Earth had its fourth-warmest year on record in 2018, capping off a run of four years in row where global temperatures were the highest on record, according to Europe's Copernicus Climate Change Service.

The average global temperature across all of Earth's surface was 14.7 degrees Celsius in 2018, or more than 0.4 degrees Celsius above the 1981-2010 average, the agency said. That may not seem far above average, but when it comes to global temperatures, it's a significant margin.

Last year's average global temperature was 0.2 degrees Celsius below the warmest year on record set in 2016. Earth's second- and third-warmest years are 2017 and 2015, respectively.

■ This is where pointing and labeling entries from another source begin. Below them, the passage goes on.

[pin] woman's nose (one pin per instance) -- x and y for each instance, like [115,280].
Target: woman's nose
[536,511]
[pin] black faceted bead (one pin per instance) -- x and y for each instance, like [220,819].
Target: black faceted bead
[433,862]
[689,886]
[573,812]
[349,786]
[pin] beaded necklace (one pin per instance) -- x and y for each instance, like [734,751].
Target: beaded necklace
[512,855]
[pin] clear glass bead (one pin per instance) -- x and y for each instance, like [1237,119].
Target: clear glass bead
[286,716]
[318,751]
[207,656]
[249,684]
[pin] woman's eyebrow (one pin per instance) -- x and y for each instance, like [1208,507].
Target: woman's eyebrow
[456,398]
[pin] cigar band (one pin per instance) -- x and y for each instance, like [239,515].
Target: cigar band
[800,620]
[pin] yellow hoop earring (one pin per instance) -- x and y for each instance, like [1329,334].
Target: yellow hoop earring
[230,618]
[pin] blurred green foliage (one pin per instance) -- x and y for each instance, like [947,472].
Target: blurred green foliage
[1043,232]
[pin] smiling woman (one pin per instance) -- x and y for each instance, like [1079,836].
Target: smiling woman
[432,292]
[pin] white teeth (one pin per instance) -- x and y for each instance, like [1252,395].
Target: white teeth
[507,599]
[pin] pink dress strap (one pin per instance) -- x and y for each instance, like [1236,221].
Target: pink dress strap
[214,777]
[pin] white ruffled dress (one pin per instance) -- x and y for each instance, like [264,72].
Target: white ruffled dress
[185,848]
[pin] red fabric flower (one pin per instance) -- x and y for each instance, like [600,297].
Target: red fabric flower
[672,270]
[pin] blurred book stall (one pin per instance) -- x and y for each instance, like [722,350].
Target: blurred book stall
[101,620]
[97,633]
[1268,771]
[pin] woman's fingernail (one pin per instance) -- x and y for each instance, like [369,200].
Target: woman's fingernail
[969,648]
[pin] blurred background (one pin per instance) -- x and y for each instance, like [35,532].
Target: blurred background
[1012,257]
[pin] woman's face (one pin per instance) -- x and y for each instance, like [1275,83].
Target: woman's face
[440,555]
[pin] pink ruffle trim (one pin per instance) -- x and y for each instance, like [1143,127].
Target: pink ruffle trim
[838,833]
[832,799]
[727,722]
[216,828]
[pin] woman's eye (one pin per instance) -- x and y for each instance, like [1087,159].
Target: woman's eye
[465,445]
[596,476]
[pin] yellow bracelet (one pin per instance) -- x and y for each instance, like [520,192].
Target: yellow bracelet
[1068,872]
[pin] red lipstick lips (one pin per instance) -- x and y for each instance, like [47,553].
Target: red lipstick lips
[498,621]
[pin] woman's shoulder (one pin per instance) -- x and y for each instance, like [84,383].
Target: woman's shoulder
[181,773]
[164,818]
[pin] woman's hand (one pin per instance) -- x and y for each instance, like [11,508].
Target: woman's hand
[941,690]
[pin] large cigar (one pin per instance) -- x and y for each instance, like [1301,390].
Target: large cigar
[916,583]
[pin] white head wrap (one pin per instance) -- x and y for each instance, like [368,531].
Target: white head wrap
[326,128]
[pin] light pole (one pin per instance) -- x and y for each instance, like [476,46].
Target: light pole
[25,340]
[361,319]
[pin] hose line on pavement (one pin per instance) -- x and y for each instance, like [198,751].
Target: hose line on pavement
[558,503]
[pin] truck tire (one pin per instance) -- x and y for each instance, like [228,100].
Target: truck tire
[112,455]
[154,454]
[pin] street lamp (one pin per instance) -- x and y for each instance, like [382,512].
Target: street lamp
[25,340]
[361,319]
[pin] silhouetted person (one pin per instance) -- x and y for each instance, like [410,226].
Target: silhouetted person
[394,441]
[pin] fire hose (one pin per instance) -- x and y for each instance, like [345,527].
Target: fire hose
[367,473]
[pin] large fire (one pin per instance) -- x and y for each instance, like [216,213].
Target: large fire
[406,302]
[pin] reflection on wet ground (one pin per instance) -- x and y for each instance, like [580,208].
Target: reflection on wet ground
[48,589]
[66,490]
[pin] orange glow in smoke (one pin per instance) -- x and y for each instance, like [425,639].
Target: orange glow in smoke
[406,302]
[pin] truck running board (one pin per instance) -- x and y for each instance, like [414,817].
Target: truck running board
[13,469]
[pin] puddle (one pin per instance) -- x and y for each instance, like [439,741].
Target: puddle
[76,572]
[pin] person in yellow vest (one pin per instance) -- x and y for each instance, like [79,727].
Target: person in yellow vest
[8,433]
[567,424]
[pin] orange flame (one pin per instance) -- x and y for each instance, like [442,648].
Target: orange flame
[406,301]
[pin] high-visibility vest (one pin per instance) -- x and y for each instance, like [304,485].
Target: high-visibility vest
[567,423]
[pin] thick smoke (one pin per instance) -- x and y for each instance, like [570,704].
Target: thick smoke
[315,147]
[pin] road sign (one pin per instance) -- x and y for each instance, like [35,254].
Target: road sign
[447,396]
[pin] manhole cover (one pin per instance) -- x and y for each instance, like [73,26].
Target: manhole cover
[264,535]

Global temperatures in 2018 compared to the 1981-2010 average. Orange shaded locations were above average overall in 2018 and blue shaded areas were below average.
(Copernicus Climate Change Services, ECMWF)

Much of the globe had warmer-than-average temperatures in 2018, as depicted in orange on the analysis above. There were a few pockets of cooler-than-average temperatures over northeast North America, central Asia and parts of the northern Atlantic Ocean and southern Pacific Ocean.

Copernicus Climate Change Service said Earth's average temperature for the past five years as a whole was 1.1 degrees Celsius above the pre-industrial average.

The Japanese Meteorological Agency (JMA) also found 2018 to be Earth's fourth-warmest year in its period of record dating to 1891. JMA's database says the four warmest years in order are: 2016, 2015, 2017 and 2018.

NOAA and NASA have not released their reports on how global temperatures fared in 2018. It's possible that the temperature data from those two U.S. agencies has been delayed because of the partial government shutdown.

In December, NOAA said 2018 was "virtually certain" to be Earth's fourth-warmest year in its database based on 10,000 simulations they ran through the end of the year.

Carbon Dioxide Concentrations Continued to Rise in 2018

The rise in carbon dioxide concentrations in recent years also continued in 2018, Copernicus Climate Change Service said.

Based on satellite observations, the growth rate of carbon dioxide concentrations on Earth in 2018 was higher than what was observed in 2017.

That said, 2018 had a lower growth rate in carbon dioxide concentrations than in 2015. In that year, the effects of a strong El Niño event gave carbon dioxide concentrations a boost.